Namun, Ramadhan tahun ini terasa berbeda. Di tengah derasnya arus modernisasi dan digitalisasi, terutama di era media sosial saat ini, tak sedikit dari kita yang justru lebih sibuk memotret menu sahur dan berbuka untuk dipamerkan di status WhatsApp atau platform lainnya. Bahkan, ada pula yang menjadikan momen ibadah sebagai sekadar konten. Fenomena ini banyak terjadi di kalangan remaja zaman sekarang.
Baca Juga
Berbeda dengan masa ketika gawai belum begitu akrab dalam genggaman. Saat itu, Ramadhan terasa lebih hidup dan hangat. Lantunan ayat suci Al-Qur’an lebih sering terdengar daripada dentuman musik yang sedang tren. Suasana masjid lebih ramai, hati terasa lebih tenang. Lalu kini, ke manakah jiwa-jiwa yang dahulu begitu tunduk kepada Sang Maha Esa? Apakah kemajuan teknologi, media sosial, dan berbagai godaan dunia perlahan telah melemahkan iman dalam diri kita?
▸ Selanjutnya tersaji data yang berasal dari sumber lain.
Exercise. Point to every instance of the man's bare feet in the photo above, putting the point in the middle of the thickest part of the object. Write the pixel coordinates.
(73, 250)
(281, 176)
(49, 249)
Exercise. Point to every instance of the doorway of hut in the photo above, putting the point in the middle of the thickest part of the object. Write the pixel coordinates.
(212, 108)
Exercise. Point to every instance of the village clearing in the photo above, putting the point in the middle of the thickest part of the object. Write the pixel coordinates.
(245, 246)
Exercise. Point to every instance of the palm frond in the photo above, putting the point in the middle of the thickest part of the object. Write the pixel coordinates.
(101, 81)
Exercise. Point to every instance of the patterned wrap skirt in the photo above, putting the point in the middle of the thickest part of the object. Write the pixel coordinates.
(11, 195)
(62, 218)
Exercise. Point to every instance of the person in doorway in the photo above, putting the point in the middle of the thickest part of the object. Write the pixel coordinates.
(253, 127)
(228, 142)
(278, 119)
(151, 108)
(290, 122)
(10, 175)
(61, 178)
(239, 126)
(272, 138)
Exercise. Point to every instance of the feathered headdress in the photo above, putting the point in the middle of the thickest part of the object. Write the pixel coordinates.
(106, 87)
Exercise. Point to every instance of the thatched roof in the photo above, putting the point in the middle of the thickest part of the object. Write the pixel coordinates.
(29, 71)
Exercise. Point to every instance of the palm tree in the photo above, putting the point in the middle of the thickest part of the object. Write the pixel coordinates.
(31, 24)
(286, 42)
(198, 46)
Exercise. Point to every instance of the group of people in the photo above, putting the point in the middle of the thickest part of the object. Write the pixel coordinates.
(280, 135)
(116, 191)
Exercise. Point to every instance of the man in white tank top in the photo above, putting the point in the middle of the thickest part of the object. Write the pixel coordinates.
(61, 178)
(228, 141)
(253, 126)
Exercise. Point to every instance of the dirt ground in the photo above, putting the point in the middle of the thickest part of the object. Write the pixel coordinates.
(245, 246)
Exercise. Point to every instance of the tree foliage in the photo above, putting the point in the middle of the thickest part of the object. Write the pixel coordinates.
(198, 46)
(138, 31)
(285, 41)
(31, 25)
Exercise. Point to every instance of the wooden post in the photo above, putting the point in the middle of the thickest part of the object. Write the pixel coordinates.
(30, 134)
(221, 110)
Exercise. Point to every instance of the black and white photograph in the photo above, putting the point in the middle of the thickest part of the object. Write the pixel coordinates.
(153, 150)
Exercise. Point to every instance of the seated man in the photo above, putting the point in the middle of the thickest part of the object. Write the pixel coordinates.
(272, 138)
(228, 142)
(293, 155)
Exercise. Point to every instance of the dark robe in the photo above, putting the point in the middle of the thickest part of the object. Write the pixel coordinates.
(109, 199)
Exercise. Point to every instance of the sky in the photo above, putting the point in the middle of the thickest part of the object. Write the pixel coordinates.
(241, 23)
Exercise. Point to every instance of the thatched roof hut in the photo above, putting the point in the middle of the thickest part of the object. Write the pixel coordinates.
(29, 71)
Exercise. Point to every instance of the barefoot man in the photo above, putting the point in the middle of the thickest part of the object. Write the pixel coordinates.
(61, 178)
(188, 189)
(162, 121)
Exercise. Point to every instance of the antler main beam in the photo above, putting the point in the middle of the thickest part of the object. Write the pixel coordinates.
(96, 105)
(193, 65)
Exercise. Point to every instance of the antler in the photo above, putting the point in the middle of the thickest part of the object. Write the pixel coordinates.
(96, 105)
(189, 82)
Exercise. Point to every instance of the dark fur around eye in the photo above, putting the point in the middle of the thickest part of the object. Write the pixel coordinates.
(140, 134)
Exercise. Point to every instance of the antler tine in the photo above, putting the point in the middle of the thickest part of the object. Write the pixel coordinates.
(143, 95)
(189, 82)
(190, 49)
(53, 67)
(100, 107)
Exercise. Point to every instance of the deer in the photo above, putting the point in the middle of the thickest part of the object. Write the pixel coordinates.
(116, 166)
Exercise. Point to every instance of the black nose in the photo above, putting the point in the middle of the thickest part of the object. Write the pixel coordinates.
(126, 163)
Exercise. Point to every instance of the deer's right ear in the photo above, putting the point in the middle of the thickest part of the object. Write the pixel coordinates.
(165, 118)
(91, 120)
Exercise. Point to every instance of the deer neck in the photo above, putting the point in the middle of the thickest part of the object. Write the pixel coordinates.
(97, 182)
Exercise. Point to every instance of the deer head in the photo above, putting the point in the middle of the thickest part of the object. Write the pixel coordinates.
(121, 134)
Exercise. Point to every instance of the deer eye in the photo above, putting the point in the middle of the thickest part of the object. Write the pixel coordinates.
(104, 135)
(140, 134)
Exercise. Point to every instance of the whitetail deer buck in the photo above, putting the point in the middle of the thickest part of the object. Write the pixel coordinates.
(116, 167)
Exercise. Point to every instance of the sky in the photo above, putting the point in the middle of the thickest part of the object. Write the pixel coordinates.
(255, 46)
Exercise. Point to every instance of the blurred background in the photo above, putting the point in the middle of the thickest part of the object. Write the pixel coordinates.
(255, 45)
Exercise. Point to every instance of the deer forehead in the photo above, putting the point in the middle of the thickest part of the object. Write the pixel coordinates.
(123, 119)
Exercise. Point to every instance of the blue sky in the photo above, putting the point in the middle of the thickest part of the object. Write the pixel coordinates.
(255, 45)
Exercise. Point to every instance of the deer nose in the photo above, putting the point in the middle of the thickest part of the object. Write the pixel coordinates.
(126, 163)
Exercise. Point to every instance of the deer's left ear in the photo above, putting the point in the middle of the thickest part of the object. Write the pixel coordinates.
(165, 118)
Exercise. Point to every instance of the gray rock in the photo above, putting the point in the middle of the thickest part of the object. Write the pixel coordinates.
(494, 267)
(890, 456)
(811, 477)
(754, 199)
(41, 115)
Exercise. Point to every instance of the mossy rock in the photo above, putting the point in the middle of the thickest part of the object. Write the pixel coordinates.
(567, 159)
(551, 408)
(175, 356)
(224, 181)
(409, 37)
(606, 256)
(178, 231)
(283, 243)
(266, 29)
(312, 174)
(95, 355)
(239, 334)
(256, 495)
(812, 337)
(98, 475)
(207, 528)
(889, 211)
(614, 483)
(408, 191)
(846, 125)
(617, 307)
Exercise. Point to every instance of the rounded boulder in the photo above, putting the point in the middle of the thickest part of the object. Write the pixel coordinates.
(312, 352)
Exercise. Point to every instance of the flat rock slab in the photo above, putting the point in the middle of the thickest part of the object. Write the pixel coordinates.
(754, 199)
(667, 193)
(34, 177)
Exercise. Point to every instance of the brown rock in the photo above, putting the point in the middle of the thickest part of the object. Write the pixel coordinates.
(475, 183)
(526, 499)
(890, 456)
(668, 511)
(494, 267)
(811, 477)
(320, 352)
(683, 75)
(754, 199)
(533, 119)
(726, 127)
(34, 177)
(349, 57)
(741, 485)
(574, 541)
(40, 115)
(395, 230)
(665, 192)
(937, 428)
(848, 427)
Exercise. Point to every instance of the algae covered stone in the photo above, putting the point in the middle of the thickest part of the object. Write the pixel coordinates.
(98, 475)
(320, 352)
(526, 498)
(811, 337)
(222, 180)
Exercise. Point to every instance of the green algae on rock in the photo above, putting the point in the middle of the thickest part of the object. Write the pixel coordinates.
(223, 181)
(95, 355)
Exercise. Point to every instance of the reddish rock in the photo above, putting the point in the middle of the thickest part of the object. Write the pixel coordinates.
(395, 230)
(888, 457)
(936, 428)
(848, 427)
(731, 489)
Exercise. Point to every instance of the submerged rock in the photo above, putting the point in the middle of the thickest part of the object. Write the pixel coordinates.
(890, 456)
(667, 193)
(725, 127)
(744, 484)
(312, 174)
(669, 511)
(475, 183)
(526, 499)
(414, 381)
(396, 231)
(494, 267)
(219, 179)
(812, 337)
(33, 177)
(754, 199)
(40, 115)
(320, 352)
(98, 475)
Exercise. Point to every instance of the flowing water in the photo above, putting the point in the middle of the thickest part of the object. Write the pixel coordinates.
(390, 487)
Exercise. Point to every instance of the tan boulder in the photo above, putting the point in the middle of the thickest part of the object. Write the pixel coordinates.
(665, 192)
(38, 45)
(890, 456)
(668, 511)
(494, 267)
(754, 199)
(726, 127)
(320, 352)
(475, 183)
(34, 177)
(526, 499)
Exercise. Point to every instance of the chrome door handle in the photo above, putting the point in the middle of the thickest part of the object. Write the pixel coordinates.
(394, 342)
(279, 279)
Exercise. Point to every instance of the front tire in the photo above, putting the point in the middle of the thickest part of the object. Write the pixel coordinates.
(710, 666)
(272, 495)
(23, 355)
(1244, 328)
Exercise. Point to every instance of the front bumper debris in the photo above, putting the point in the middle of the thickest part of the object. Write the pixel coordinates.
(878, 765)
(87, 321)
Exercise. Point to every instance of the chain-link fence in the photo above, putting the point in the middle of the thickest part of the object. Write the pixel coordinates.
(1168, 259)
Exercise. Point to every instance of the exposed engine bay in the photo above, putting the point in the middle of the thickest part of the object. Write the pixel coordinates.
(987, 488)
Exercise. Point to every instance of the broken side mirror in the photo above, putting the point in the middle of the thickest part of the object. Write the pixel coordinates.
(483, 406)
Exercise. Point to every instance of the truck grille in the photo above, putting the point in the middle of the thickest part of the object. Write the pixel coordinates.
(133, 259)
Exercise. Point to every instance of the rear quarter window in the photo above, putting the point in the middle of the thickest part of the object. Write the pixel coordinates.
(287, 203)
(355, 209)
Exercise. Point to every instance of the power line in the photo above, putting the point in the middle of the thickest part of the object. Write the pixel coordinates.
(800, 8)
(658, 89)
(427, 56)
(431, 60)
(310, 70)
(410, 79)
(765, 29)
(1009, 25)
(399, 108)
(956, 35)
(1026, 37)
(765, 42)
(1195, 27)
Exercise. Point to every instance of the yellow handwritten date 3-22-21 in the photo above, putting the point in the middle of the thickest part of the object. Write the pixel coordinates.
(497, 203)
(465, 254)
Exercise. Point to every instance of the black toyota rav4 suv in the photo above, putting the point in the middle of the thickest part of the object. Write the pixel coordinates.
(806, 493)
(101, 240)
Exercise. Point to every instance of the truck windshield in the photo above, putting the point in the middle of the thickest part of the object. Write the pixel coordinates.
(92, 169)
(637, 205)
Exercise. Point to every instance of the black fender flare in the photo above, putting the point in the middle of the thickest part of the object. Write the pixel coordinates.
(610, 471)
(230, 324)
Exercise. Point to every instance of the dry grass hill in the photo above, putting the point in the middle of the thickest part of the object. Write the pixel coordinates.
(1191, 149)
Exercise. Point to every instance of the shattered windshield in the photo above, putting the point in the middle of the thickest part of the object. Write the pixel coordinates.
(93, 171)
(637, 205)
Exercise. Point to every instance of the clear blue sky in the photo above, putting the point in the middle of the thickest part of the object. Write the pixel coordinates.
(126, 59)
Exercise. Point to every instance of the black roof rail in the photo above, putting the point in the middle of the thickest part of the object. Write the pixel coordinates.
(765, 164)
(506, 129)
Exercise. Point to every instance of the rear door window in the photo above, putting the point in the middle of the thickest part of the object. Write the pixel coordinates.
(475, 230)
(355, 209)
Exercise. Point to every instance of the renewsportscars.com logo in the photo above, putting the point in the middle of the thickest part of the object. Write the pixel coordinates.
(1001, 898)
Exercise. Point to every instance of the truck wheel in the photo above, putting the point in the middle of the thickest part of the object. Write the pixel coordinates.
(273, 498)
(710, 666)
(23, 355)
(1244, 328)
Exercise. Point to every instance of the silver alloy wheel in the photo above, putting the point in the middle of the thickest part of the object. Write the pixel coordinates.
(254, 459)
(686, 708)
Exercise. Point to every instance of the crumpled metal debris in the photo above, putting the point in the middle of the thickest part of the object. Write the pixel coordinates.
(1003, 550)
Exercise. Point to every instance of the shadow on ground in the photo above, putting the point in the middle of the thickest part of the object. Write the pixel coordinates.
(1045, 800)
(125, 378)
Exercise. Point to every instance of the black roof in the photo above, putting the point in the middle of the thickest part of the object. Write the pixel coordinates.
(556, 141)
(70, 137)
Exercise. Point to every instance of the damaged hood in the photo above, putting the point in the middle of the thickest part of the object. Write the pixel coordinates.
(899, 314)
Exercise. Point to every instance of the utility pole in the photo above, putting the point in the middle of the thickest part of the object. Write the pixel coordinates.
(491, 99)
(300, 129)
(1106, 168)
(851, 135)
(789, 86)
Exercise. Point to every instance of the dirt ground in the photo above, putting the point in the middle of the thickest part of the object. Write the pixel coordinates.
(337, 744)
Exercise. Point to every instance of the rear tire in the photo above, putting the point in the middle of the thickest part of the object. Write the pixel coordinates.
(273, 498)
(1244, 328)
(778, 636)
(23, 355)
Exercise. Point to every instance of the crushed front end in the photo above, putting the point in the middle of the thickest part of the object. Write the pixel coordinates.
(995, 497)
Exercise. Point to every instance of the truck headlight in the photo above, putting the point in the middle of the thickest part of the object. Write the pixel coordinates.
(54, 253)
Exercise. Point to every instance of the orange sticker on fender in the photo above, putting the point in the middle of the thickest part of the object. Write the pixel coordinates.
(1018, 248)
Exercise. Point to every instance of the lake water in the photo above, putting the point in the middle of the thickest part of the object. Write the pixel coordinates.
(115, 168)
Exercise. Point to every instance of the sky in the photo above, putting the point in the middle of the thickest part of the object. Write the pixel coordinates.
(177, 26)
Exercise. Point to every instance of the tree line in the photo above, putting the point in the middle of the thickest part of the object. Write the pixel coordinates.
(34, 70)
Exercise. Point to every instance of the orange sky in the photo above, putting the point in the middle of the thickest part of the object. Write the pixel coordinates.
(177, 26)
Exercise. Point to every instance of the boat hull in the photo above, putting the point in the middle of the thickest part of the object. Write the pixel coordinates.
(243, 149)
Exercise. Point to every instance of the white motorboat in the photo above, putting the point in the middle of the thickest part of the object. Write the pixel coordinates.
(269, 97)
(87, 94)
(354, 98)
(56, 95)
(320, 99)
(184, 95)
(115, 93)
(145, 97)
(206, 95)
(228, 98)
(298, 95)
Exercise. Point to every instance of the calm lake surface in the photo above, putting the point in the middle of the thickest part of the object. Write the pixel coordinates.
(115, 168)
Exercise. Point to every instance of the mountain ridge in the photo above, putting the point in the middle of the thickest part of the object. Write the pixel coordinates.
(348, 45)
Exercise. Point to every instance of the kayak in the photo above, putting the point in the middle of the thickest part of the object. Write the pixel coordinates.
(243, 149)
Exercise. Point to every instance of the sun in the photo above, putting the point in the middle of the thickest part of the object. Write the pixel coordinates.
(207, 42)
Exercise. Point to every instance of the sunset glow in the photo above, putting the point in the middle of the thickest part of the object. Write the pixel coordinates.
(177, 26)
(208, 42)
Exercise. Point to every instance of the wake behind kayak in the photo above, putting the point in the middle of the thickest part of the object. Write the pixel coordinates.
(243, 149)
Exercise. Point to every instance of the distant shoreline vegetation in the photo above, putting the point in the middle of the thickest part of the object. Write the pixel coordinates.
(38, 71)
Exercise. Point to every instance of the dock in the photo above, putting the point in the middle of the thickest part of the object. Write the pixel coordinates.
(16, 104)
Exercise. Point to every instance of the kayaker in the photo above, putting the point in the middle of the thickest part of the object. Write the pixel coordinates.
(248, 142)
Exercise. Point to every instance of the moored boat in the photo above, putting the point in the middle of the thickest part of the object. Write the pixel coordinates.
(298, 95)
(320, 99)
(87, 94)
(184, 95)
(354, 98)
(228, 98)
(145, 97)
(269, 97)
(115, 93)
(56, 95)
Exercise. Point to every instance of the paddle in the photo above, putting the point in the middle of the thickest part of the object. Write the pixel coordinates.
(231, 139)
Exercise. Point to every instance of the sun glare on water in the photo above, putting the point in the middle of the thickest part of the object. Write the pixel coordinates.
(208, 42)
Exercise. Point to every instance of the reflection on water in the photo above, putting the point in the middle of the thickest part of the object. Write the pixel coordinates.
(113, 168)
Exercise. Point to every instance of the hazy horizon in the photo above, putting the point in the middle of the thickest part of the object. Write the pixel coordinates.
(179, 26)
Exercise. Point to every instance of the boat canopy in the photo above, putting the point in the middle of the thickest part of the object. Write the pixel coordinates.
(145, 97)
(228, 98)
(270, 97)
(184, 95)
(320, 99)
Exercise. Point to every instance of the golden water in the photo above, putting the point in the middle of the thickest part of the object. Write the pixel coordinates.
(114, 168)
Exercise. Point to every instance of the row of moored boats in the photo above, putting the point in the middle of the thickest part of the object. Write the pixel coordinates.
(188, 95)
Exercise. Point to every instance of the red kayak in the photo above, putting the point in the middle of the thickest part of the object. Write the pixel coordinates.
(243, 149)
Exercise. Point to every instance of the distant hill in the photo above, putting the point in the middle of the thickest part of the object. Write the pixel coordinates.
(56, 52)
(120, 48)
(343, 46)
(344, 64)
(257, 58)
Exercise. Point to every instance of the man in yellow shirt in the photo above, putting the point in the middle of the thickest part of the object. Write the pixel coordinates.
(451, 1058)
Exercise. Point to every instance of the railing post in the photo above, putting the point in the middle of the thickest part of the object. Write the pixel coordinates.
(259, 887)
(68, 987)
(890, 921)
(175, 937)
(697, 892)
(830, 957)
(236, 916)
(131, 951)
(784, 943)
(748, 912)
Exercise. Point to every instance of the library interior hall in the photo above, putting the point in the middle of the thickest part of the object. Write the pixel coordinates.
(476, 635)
Puasa di bulan Ramadhan bukan sekadar menahan lapar dan dahaga, apalagi hanya menghitung hari menuju hari raya. Puasa adalah tentang keteguhan iman yang sedang diuji. Tentang kesabaran yang dilatih, dan ketekunan dalam ibadah yang terus diasah. Bukan tentang swafoto dengan mukena atau peci berlatar lagu bernuansa Arab semata.
Tantangan besar lainnya adalah fenomena “balas dendam” saat berbuka. Setelah belasan jam menahan lapar, kita kerap melampiaskannya dengan makan berlebihan. Sungguh ironis. Bulan yang seharusnya mengajarkan kesederhanaan dan empati kepada kaum dhuafa justru berubah menjadi bulan yang penuh pemborosan karena nafsu yang tak terkendali.
Ramadhan tahun ini seharusnya menjadi momentum untuk mereset diri. Puasa yang berhasil bukan hanya diukur dari seberapa kuat kita menahan lapar dan dahaga, tetapi juga dari seberapa mampu kita menahan diri dari sifat boros, pamer, sombong, dan malas dalam berbuat kebaikan—terlebih malas menjalankan kewajiban.
Jangan biarkan Ramadhan berlalu tanpa makna. Jangan sampai yang tersisa hanyalah rasa haus dan lapar, sementara pahala gagal kita raih. Mari jadikan Ramadhan ini sebagai titik balik, untuk kembali menguatkan iman dan memperbaiki diri menuju pribadi yang lebih taat dan penuh kesadaran.